The resort began anew and during the 1980s, new
'losmen' and beach inns appeared. Lovina has since
become the generic term for a whole line of six
small villages and palm-fringed beaches that it
has, touristically speaking, devoured. From east
to west, these include: Pemaron, Tukadmungga, Anturan,
Kalibubuk strip, Kaliasem and Temukus.
The strip starts at about the six-km mark west
of Singaraja to about five km past Kaliasem. Kalibukbuk
has the highest concentration while the fishing
villages of Anturan and Temukus are less densely
packed with restaurants and accommodations and thus
are quieter.
There's a very helpful tourist office on the beach
side of the main Singaraja-Seririt road in Kalibukbuk.
Open Mon.-Thurs. 0700-1730, Friday 0700-1300, Saturday
0700-1730. A clinic lies south of the Lovina Beach
Hotel in Kaliasem.
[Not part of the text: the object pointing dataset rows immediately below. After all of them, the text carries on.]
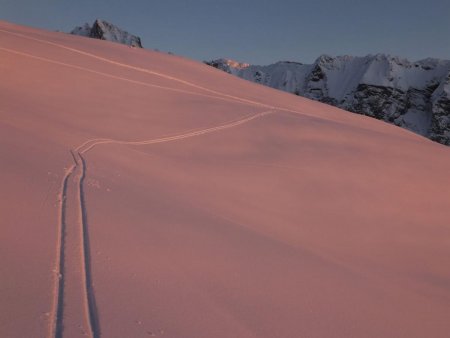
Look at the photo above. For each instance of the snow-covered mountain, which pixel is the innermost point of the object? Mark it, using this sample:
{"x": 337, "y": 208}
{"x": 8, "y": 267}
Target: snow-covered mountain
{"x": 412, "y": 95}
{"x": 104, "y": 30}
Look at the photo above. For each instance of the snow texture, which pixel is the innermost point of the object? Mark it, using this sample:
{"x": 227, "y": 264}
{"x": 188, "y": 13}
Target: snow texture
{"x": 412, "y": 95}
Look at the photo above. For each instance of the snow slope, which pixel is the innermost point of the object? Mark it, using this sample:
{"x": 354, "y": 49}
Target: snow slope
{"x": 104, "y": 30}
{"x": 388, "y": 88}
{"x": 144, "y": 194}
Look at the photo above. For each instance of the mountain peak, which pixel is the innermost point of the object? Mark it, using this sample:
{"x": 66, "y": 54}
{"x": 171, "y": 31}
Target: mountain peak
{"x": 103, "y": 30}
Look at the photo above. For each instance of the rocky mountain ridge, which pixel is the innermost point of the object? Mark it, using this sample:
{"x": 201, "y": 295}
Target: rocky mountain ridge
{"x": 104, "y": 30}
{"x": 412, "y": 95}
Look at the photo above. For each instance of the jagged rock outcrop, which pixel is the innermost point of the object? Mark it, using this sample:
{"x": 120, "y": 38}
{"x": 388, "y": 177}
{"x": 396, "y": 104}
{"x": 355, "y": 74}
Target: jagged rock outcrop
{"x": 104, "y": 30}
{"x": 412, "y": 95}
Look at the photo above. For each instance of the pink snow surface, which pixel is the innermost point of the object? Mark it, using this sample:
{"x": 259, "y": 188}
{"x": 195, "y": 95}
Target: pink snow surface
{"x": 205, "y": 205}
The tourist office can recommend
doctors. The police share the same building as the
tourist office.
Getting There
- On arriving from Kuta, the shuttle
bus lets passengers off at Perama Tourist Service
in Anturan, where passengers are taken to their
hotels free of charge. The Perama shuttle leaves
Kuta for Lovina at 0830 and 1600 (4.5 hours via
Ubud).
- Public 'bemo' from Denpasar's
Ubung Terminal arrive at the Banyuasri station.
From there hop on a 'bemo' to Lovina. Tell the
driver where you're staying and he'll drop you
off as close as possible to it.
- If coming from Amlapura, the
Isuzu bus arrives at Terminal Penarukan to the
east of Singaraja. From there get a 'bemo' through
Singaraja to Banyuasri Station on the western
edge of the city. From dawn to dusk 'bemo' travel
regularly from this station to Lovina on a road
lined with huge trees and emerald-green rice paddies.
- If coming from Surabaya on a
long-distance bus, ask the driver to let you off
along the highway at either Lovina or Kalibukbuk.
Getting Away
- Buses to Singaraja stop in front
of Arya's.
- To Gilimanuk or Bedugul take
a 'bemo'. There's no shuttle service.
- If you're heading to western
Bali or East Java, you don't have to go into Singaraja
to catch a bus. Buy tickets at Arya's or wherever
buses to Surabaya stop to pick up passengers.
- Shuttles run to Ubud, Denpasar's
Ubung Station, Sanur, Kuta or the airport. Shuttles
leave for Kuta at 0700 and 1300 (2.5 hours). For
four or five passengers, drivers offer service
direct to Candidasa or Padangbai via the east
coast. Or catch the shuttle to Kuta where you
transfer to another shuttle heading for Candidasa.
Kuta is the transit point for shuttles to Senggigi
or Mataram.
- Most hotels and homestays can
arrange tickets and provide pickup service.